An einem zweiten Nachmittag im Februar 2014 trafen sich die Jugendlichen erneut in Regenstauf, um weitere Grundlagen für ihre Arbeit als Streitschlichter in Erfahrung zu bringen. Hierbei lernten sie den Unterschied zwischen Gefühlen und Bedürfnissen kennen und dass sich aus einem Gefühl immer ein bestimmtes Bedürfnis ergibt. Auch die sogenannte Ich-Botschaften wurden an diesem Nachmittag ausführlich geübt.

Zu guter Letzt krönte die Ausbildung zum Streitschlichter im Februar ein zweitägiger Aufenthalt im Naturfreundehaus in Schönhofen von Donnerstag bis Freitag. Dort wurden zum einen die bisher erlernten Grundlagen und Streitschlichter-Fähigkeiten durch viele praktische Übungen aufgefrischt. Die Schülerinnen und Schüler übten das aktive Zuhören, wie und woran Gefühle erkannt und ausgedrückt werden. Außerdem lernten sie, wie ein wertschätzender Umgang miteinander aussehen soll und vor allem wie sie passende Lösungen einschätzen können.

Zum anderen waren „alte“ Streitschlichter der Mittelschule Regenstauf dabei, weshalb den Schülerinnen und Schülern genügend Zeit gegeben wurde, um sich kennenzulernen und Erfahrungen sowie Fragen austauschen zu können.

foto6_20140409_164333342Natürlich wurde in Schönhofen nicht nur gearbeitet und geübt. Es wurde gespielt, draußen getobt und möglichst viel gelacht.

Damit die Verpflegung gesichert war, kochten verschiedene Schüler für die Gruppe, deckten den Tisch und spülten das benutzte Geschirr.

Nach zwei Tagen ging es nach einem gelungenen Streitschlichterseminar wieder nach Hause.

Zurück in der Schule gab es noch einiges zu tun. Das Nebenzimmer des Mehrzweckraums wurde zum Schlichtungszimmer umfunktioniert und die neuen Streitschlichter durften ordentlich die Werbetrommel rühren. In den Klassen der Mittelschule stellten Jasmin, Rebecca und Timo sich und ihre Tätigkeit vor, da bisher noch keiner Streitschlichtung an der Schule kannte.

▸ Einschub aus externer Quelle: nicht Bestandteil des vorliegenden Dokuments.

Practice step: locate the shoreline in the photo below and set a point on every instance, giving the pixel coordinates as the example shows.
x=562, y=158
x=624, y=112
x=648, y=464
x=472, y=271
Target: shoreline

Jeden Tag stehen die drei Streitschlichter in den Pausen im Pausenhof oder der Aula als Ansprechpartner bereit, wenn zwei Konfliktparteien einen Streit klären möchten. Entweder kommen die Streitenden auf die Streitschlichter zu, werden von einer Lehrkraft geschickt oder von den Streitschlichtern angesprochen, ob sie den Konflikt mit ihrer Hilfe klären möchten.

Im Schlichtungsgespräch gelten ein paar Regeln:

  • Eine Streitschlichtung wird immer vertraulich behandelt, d.h. der Ablauf der Schlichtung und das Ergebnis werden nicht weitererzählt oder an Lehrkräfte weitergegeben.
  • Die Streitschlichter hören beiden Seiten zu und sind unparteiisch.
  • Die Streitschlichter werden den Streit für die beiden Konfliktparteien nicht lösen, sondern wollen diesen helfen, eine Lösung zu finden.
  • Die Streitenden sollen die Wahrheit sagen und den anderen ausreden lassen.

Auch für das nächste Schuljahr ist eine Ausbildung neuer Streitschlichter geplant, wofür noch interessierte und geeignete Schülerinnen und Schüler gesucht werden!